Based on the pioneering studies by Waser and co‐workers, we examined the reactivity of Boc‐protected 4‐(4‐pyranylidene)butylamine 1  a′. No desired product was observed under our standard reaction conditions using either iodo‐ or bromosubstituted Si Pr3‐acetylene as coupling partners (entries 4 and 5). Our attempts to employ Waser's reaction conditions using Pd(dba)2, DPE‐Phos, NaO Bu, and toluene did not afford any desired product with either iodo‐ or bromosubstituted Si Pr3‐acetylene as coupling partner (entries 6 and 7). These results indicate that the picolinamide directing group is crucial for product formation for highly substituted olefins.

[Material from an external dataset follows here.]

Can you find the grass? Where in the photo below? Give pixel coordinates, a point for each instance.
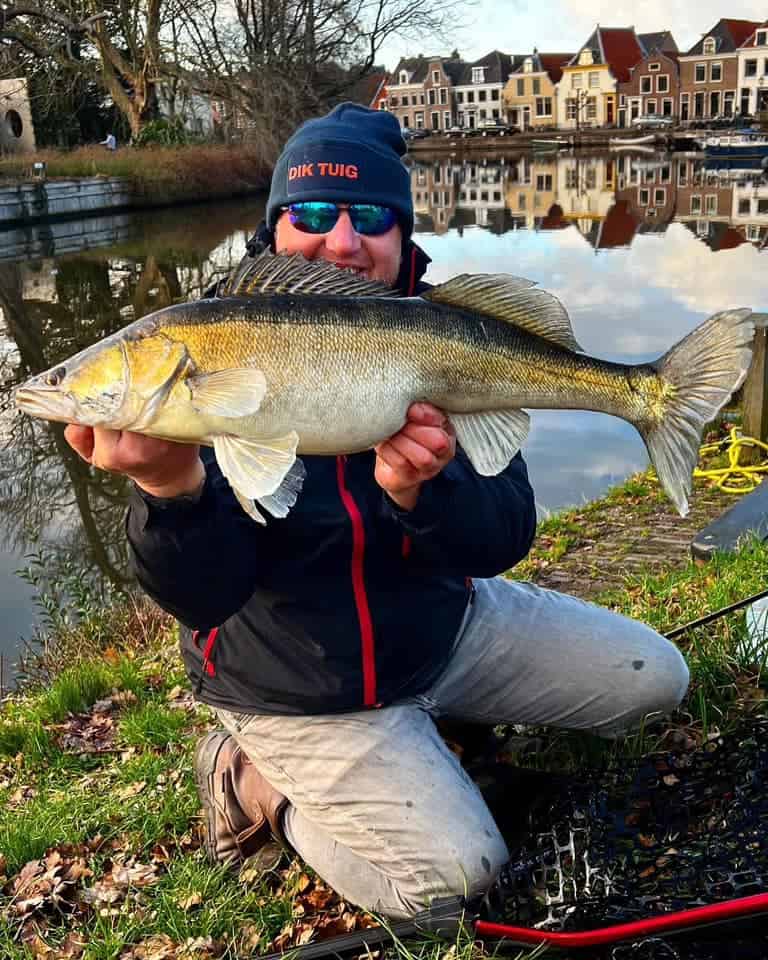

With suitable reaction conditions in hand, we explored the scope of the aminoalkynylation reaction (Scheme 2). Simple pent‐4‐en‐1‐amine derived alkene 1  b furnished the desired pyrrolidine 2  b in good yield (82 %). Alkene 1  c, bearing an ester moiety alpha to the picolinamide group was able to undergo the cyclization, affording 5‐substituted proline derivative 2  c (72 %, 1.4 : 1 dr). Moving on to structurally more complicated substrates, we investigated the scope for disubstituted olefins. Disubstituted alkenes bearing an isopropyl moiety, a cyclohexane, or sterically demanding silyl protected alcohol (1  d–1  f) were well tolerated and furnished the desired pyrrolidines 2  d–2  f (89–96 %). cis‐Substituted styrene derived substrates performed well under the reaction conditions: Alkene 1  g (R1=p‐ClC6H4, R2=H) furnished pyrrolidine 2  g in 97 % yield. Importantly, all products were obtained as single diastereoisomers indicating that the transformation proceeds through a stereospecific mechanism. To exclude the possibility of rapid E/Z‐isomerization of the starting material followed by a slow cyclization step we synthesized trans‐styrene 1  h (R1=H, R2=p‐ClC6H4). Pd‐catalyzed aminoalkynylation afforded pyrrolidine 2  h in 57 % yield. NMR analysis clearly shows 2  h to be a different diastereomer than cis‐styrene derived 2  g, thus implying that E/Z isomerization of the starting material does not occur at a competing rate under the reaction conditions. Bromo styrenes furnished products 2  i (72 %) and 2  j (85 %). Single‐crystal X‐ray analysis of 2  j allowed us to unambiguously determine the relative configuration of the newly formed stereocenters, revealing that the reaction is a formal syn‐carboamination of alkenes. Arenes bearing methoxy groups (1  k, 1  l) underwent the aminoalkynylation in 77–85 % yield. The method also gives access to fused bicyclic systems: Cyclopentene 1  m and cyclohexene 1  n undergo cyclization to pyrrolizidine 2  m (44 %) and octahydroindole 2  n (81 %), respectively.

Scheme 2

Reaction scope. Yields from 1 (0.3 mmol) given of isolated product after purification, as single diastereomers unless indicated otherwise. [a] Pd(PPh3)2Cl2 (10 mol %). [b] Pd(OAc)2 (10 mol %). [c] Conducted on 1.0 gram scale. [d] Thermal ellipsoids (100 K) at the 70 % probability level; disorder of Pr removed for clarity.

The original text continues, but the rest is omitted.